Quantitative Calibration of Three-Wavelength Road-Condition Sensor Using a Dual-Wavelength Response Ratio

Abstract

Assessing the condition of a road exposed to the atmosphere is crucial for safety. A three-wavelength road-condition sensor is a noncontact sensor that can be used for qualitative recognition and quantitative measurement of road conditions. However, the sensor is not robust to anomalous changes in the light intensity received that can be caused by several factors (such as changes in distance to the measuring point from a road bump or pothole). These changes cause the measurement state to deviate from the calibration state, reducing the sensor detection accuracy.
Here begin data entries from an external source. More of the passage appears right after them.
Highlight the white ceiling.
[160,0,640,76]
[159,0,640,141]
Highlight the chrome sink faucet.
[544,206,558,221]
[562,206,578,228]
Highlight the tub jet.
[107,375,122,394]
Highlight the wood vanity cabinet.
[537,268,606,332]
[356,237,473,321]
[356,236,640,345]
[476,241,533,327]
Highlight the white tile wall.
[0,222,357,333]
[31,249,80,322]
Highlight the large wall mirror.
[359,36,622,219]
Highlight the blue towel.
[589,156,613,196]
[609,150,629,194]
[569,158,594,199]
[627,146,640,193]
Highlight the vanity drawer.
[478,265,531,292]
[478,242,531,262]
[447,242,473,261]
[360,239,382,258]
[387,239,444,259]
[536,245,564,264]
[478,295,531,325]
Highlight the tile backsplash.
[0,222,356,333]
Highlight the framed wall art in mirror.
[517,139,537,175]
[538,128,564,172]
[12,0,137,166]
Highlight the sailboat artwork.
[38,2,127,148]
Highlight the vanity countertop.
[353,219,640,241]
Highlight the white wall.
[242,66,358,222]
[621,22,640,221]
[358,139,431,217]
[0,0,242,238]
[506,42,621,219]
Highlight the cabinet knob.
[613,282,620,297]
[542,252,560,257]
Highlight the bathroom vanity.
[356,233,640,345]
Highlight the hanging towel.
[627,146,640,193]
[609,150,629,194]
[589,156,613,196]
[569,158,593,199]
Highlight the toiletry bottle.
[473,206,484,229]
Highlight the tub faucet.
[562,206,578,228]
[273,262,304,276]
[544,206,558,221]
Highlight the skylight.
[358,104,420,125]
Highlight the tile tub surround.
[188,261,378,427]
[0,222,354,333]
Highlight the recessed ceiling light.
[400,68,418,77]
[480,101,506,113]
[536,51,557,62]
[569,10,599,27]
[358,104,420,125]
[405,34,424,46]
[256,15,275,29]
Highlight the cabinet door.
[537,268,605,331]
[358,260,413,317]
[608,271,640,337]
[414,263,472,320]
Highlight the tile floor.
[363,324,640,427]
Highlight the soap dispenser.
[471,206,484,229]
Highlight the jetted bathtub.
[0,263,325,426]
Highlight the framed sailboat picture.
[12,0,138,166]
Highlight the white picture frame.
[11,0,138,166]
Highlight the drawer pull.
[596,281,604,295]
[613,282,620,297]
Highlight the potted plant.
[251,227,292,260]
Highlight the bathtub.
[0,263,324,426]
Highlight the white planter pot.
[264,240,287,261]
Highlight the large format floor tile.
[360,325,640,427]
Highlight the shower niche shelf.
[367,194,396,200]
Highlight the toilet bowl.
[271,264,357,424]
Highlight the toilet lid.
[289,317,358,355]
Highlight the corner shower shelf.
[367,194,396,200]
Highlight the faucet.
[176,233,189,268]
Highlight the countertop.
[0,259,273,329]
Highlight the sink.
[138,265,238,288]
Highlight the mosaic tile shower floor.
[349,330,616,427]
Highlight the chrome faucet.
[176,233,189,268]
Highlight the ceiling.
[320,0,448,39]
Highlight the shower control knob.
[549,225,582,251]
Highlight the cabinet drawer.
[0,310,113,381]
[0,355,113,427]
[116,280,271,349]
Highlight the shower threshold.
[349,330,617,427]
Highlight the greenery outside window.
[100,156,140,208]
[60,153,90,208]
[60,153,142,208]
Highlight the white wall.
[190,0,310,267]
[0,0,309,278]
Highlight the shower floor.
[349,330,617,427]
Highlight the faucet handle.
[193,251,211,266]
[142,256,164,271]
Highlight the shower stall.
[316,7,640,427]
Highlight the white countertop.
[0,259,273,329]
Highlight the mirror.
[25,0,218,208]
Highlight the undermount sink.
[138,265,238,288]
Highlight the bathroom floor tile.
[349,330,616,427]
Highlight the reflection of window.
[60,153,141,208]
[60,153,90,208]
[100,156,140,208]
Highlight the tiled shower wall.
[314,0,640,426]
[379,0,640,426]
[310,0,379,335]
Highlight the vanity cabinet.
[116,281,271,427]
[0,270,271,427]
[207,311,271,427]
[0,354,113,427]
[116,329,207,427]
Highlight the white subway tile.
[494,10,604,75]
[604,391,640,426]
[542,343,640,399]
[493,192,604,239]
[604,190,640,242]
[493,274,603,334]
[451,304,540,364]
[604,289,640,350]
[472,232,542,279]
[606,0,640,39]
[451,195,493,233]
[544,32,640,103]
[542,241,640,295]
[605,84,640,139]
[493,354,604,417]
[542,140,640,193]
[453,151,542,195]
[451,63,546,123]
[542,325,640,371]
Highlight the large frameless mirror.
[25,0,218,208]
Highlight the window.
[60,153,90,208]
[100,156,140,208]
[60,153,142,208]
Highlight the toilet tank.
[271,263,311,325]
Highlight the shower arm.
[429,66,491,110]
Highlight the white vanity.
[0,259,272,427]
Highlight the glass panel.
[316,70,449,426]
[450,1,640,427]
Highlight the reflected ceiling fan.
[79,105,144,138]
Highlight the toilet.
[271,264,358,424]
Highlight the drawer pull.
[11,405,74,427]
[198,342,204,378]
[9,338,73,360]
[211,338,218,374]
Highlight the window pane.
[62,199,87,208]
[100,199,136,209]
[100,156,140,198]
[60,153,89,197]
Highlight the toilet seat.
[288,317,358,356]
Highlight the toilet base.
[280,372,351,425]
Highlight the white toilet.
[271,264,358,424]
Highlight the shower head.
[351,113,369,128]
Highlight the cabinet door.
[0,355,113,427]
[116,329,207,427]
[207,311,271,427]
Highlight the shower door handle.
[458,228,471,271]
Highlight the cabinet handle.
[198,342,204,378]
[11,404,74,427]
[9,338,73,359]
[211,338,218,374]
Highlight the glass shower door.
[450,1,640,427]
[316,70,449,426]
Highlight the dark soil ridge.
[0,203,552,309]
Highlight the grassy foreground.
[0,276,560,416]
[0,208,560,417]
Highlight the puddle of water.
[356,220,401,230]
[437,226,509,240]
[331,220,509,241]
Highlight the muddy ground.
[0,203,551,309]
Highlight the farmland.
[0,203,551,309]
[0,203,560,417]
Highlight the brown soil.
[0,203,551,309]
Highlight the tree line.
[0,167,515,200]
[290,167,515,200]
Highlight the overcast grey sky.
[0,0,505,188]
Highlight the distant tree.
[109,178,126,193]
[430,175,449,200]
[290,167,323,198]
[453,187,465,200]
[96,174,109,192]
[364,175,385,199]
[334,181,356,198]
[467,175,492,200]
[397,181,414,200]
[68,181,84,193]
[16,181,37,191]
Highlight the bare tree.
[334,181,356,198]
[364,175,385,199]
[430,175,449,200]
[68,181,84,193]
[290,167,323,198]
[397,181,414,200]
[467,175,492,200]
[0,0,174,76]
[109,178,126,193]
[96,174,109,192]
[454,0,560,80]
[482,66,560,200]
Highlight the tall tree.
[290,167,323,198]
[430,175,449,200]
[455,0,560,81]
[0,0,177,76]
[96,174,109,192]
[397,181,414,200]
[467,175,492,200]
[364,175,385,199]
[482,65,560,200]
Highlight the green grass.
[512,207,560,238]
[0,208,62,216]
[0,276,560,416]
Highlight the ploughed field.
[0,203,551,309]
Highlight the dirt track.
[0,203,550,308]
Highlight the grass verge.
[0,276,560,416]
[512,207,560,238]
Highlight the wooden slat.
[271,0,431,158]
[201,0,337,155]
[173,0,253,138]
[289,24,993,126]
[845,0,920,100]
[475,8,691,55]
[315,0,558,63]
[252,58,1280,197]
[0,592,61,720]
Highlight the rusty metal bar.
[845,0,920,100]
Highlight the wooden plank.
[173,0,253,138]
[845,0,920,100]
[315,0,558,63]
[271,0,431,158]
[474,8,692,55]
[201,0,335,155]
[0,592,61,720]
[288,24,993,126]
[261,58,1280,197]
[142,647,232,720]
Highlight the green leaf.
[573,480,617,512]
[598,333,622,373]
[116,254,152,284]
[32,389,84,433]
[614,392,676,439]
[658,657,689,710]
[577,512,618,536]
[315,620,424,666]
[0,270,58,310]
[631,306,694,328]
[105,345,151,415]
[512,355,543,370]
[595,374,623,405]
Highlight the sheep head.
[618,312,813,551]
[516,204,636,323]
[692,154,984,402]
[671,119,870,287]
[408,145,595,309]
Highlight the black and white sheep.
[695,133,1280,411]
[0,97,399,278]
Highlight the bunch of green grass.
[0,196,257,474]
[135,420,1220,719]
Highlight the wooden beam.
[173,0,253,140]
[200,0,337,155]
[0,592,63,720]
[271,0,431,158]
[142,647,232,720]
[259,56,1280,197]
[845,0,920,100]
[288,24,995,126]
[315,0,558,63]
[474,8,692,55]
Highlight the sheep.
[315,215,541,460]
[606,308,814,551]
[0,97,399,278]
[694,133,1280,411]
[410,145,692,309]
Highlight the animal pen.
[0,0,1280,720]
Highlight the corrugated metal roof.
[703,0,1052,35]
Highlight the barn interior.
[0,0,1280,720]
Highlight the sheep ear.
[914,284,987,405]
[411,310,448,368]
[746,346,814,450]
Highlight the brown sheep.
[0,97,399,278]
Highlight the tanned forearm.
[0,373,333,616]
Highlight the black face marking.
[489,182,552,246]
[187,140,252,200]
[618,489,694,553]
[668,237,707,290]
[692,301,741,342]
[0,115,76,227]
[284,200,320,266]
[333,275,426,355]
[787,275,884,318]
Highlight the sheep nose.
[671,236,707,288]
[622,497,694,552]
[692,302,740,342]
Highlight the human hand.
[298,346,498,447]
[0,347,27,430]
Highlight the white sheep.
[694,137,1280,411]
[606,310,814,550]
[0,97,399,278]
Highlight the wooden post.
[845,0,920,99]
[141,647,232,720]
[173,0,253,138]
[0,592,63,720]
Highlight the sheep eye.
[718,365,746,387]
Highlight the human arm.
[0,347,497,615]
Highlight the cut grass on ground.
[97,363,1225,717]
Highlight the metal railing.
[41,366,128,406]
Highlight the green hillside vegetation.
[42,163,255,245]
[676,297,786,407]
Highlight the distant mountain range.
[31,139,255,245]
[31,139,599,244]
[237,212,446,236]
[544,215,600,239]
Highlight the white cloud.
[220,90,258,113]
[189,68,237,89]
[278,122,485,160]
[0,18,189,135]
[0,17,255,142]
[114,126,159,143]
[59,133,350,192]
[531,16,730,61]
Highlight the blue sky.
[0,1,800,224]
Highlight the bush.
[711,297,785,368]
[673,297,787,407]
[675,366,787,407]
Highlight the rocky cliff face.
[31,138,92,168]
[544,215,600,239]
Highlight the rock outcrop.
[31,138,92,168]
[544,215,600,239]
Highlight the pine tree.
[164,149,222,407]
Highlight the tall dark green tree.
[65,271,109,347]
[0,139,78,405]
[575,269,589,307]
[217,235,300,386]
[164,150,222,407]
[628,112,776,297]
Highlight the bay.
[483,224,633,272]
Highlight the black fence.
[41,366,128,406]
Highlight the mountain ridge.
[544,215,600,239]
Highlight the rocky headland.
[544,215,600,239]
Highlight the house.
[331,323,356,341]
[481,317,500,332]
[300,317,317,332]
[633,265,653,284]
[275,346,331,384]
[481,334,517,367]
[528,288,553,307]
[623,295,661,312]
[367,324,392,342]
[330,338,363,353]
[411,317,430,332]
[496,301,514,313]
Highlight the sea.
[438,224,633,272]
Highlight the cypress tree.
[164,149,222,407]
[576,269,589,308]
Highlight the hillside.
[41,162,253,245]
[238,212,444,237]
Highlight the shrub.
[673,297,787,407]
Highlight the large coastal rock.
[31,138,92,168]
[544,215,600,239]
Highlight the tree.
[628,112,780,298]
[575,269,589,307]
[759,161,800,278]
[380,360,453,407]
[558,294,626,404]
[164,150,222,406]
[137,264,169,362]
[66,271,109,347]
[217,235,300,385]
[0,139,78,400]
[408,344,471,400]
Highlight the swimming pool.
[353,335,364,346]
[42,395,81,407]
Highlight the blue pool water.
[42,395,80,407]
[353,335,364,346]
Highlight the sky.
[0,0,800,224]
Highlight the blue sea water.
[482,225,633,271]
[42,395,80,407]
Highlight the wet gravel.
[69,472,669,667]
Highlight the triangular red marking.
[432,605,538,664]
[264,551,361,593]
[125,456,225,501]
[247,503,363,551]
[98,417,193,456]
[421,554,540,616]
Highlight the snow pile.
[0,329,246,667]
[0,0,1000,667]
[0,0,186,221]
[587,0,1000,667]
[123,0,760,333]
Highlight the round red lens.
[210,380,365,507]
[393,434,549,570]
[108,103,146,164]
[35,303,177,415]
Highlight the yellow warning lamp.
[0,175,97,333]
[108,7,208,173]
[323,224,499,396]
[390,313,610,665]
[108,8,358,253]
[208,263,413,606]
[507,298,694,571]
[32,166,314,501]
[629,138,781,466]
However, existing studies on reducing the influence of the abovementioned problems on road-condition detection have only focused on how to ensure robustness in the qualitative classification of road-covering types, and no studies have been performed on how to ensure robustness in the quantitative measurement of the road-covering thickness. Thus, a quantitative calibration method for three-wavelength road-condition sensors using a dual-wavelength response ratio is proposed in this study. This method consists of using the response voltage ratio of two wavelengths to replace the response voltage of one wavelength during the quantitative calibration of sensors, making quantitative measurement insensitive to the deviation between measurement and calibration states. Comparison experiments were performed using the three-wavelength road-condition sensor calibrated by different quantitative methods, and an analysis was performed on the influence of the deviation of the measurement state from the calibration state on the quantitative measurement results and the measured covering thickness under changes in the measurement state. The experimental results verified the effectiveness of the novel approach compared with the traditional quantitative calibration method.